The risks highlighted here are two-fold:
- Intentional Poisoning: A bad actor could release a dataset that looks helpful (e.g., “Helpful Customer Service Instructions”) but contains a few hundred hidden samples designed to inject a political worldview.
- Unintentional Bias: If an organization creates a dataset using annotators who all share a specific demographic or political background, the model will aggressively amplify those specific views across all topics.
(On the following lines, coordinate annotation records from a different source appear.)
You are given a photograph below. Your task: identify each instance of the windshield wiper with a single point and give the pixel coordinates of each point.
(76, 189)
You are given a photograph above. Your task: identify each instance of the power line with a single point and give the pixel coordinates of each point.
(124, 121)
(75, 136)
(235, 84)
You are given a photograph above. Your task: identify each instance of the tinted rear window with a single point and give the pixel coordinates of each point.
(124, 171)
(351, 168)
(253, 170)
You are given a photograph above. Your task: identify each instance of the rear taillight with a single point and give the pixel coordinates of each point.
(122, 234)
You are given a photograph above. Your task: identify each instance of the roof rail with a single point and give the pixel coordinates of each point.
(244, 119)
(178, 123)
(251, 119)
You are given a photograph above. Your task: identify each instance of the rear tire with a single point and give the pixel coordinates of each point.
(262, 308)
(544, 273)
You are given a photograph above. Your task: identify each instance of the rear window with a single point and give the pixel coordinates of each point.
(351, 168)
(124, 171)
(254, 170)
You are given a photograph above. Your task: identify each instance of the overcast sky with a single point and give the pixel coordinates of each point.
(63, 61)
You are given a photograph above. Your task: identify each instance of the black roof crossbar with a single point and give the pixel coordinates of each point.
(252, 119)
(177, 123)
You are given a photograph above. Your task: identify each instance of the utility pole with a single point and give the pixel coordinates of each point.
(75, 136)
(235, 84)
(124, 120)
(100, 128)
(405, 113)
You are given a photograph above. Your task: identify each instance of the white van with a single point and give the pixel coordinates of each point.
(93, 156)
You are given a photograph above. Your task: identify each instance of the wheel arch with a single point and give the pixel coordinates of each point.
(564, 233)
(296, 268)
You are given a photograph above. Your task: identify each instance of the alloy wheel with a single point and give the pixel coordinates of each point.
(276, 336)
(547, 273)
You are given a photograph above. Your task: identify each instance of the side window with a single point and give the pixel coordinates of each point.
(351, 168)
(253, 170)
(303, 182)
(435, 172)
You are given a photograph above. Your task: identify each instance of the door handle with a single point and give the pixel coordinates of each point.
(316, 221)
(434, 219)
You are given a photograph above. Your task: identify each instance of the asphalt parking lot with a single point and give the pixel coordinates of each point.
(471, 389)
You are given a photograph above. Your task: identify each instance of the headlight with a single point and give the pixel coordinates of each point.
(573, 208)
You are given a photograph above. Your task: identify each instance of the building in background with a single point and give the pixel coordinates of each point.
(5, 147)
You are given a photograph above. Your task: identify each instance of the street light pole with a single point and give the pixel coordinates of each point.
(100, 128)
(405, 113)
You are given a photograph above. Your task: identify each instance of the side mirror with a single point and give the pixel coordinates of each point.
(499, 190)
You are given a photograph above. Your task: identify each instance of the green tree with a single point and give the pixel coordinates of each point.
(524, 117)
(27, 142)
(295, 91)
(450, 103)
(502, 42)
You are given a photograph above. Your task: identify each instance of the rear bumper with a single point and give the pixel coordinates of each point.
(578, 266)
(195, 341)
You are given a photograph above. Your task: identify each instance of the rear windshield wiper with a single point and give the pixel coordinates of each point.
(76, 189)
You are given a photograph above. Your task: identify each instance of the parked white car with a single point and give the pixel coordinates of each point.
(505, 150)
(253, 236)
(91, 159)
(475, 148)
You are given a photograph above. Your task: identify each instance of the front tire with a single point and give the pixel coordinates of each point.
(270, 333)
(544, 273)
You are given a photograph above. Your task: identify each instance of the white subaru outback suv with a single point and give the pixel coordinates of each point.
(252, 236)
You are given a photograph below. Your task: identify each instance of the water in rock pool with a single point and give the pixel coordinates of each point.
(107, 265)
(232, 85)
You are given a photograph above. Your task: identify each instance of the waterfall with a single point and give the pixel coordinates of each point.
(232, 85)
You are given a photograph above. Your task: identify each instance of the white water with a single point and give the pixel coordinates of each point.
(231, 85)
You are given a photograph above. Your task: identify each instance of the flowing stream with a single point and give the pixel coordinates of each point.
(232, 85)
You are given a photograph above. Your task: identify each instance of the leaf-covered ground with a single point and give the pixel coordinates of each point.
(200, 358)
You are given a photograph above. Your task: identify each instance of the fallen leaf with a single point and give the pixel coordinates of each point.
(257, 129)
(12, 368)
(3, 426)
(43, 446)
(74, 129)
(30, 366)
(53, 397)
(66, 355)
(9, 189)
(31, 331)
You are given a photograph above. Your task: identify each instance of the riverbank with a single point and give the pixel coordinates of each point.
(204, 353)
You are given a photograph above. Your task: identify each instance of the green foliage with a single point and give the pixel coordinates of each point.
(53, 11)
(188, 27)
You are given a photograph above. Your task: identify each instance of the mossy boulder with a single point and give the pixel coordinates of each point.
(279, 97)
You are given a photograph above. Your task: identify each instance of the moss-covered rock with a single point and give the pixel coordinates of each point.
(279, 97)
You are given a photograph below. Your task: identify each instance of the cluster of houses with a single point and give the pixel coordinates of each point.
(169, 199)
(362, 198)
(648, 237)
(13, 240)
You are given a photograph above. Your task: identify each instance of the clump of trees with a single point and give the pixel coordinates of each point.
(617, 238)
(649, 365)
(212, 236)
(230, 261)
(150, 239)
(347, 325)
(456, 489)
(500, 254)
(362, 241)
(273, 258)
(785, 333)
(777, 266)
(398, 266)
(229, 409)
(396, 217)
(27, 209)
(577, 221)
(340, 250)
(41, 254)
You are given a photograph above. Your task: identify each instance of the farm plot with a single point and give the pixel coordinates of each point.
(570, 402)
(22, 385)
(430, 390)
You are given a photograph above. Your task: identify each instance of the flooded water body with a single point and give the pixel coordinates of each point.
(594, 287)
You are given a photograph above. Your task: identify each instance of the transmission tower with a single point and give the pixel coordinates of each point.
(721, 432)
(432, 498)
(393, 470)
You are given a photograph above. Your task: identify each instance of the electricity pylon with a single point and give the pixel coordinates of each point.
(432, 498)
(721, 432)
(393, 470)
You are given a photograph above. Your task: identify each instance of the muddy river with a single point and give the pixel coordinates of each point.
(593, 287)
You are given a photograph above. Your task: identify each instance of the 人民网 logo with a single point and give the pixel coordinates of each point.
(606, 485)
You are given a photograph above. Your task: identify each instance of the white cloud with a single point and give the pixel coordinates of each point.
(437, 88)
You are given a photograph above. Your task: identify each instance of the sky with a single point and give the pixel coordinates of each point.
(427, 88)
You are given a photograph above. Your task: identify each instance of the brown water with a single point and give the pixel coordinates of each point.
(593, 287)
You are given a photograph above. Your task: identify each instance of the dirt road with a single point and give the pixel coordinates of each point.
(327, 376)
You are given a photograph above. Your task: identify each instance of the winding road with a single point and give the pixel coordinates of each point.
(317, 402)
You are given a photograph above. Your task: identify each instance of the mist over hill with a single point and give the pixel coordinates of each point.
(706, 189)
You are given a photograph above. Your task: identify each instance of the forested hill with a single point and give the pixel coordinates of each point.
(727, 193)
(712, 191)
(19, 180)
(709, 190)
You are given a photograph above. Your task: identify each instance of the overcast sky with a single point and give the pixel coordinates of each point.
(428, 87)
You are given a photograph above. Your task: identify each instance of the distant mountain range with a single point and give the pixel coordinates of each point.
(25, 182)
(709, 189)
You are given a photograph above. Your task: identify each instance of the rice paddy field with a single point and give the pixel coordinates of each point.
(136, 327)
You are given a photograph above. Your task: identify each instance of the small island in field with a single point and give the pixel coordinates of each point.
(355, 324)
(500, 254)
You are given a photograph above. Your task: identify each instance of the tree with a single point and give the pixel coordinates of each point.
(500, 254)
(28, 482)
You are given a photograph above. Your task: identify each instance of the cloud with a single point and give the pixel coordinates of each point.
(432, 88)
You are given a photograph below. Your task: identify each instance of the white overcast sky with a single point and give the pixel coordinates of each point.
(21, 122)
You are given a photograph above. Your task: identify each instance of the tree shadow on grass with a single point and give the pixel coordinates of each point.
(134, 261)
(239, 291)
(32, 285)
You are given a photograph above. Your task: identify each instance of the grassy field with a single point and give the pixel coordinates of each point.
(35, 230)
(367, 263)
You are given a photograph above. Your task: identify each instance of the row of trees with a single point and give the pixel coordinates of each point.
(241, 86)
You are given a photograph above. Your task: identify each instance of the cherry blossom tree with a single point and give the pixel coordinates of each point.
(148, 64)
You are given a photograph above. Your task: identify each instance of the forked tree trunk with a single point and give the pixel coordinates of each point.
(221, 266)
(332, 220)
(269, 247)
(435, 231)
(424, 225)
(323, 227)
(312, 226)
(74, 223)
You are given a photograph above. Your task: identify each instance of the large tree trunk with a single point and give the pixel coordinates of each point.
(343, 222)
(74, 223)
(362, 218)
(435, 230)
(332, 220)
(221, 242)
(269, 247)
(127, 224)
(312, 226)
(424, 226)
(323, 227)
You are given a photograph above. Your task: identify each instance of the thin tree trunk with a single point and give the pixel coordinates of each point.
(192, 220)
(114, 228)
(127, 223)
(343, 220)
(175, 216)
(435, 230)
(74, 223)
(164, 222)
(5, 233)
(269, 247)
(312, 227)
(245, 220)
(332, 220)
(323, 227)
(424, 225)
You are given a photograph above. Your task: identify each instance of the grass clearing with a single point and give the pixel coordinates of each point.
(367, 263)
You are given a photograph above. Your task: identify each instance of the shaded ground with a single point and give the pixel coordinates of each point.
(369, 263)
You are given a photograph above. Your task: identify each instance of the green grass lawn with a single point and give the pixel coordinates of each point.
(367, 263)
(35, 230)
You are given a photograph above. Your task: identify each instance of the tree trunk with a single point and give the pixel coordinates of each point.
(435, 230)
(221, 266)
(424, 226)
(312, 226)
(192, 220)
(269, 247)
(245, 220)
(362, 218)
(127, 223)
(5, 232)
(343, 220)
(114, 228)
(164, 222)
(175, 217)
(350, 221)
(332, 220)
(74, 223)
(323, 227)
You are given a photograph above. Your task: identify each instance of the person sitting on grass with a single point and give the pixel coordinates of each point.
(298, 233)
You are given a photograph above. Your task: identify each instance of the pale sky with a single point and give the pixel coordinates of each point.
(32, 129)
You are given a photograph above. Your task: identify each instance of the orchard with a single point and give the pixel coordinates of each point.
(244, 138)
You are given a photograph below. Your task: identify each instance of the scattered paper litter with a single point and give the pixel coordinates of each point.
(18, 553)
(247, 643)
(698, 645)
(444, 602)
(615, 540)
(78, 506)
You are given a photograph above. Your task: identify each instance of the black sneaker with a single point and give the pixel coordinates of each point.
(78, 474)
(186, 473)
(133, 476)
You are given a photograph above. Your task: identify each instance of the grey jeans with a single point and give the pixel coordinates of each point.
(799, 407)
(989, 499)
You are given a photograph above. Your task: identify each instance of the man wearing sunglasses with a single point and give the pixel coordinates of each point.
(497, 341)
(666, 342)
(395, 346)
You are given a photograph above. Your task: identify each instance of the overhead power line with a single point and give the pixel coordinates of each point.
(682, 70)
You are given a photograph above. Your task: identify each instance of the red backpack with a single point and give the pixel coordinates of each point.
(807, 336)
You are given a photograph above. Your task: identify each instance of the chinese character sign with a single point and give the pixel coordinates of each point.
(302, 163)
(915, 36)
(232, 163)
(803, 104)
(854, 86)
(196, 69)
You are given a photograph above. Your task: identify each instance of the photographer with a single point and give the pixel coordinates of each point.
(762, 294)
The “spillover” effect discovered by the USC team means we cannot simply “patch” a model’s view on one topic and assume it’s safe. Ideology in LLMs appears to be a connected web; pull on one thread, and the whole fabric shifts. As we integrate these models deeper into society, developing safeguards to detect and mitigate this “ideological drift” is no longer optional—it is essential.